I don’t have much DFS experience. I don’t know exactly what you want. If you are looking for DFS lineup advice, I can tell you I won’t be giving that. But what I do have are a very particular set of skills. Skills I have acquired over a very long career… OK, I’ll end my Liam Neeson joke.
I hope that by just starting to build something, starting to share techniques you can use on your own, and by seeking feedback, we will eventually end up with something special.
Some of the techniques I’ll show you may seem silly. Or pointless. Or way too involved.
But I have a purpose in mind. You might wonder why I pull data from Site Y when Site X has the same information in an easier to use format. Or you may want to incorporate additional data that I don’t want to pursue.
That is why I want to stress it is not the “WHAT” in the instructions that is the important part. It is the “HOW”. I’m going for that whole “teach a man to fish” proverb. So let’s start learning…

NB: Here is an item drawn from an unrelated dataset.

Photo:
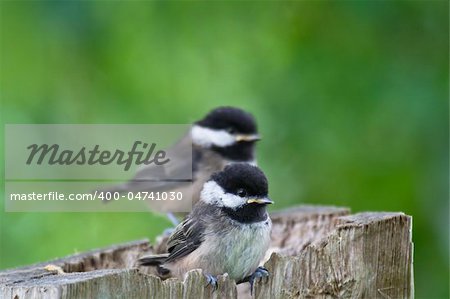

Not All Versions of Excel are Created Equal
I’ll be using Office 2013 installed on a Windows 7 machine. I believe the web querying experience will be similar for Office 2007 and Office 2010 (while using Windows). Unfortunately, I have had poor results with web querying in Excel for Mac, but it can be done.
What Is a Web Query?
A web query is an automated way to copy information from a table on a web page into Excel. It removes the need for you to manually copy and paste data from websites into Excel. On top of that, you can set the query up to run each time you open an Excel file or change a particular value, so you can escape the cycle of continuously needing to go to a web site, copy the data, and paste it into Excel each day you want to set lineups. It can refresh automatically!
As you’ll soon see, setting up a basic web query is fairly easy. But there are a couple of more advanced settings that should make your life a little bit easier.
Step-By-Step Instructions, Simple Web Query
For this example, let’s just go with a simple and straight-forward web query. Later in this post we will build on this.
Step | Description |
---|---|
1. | Log into your FanDuel account using Internet Explorer.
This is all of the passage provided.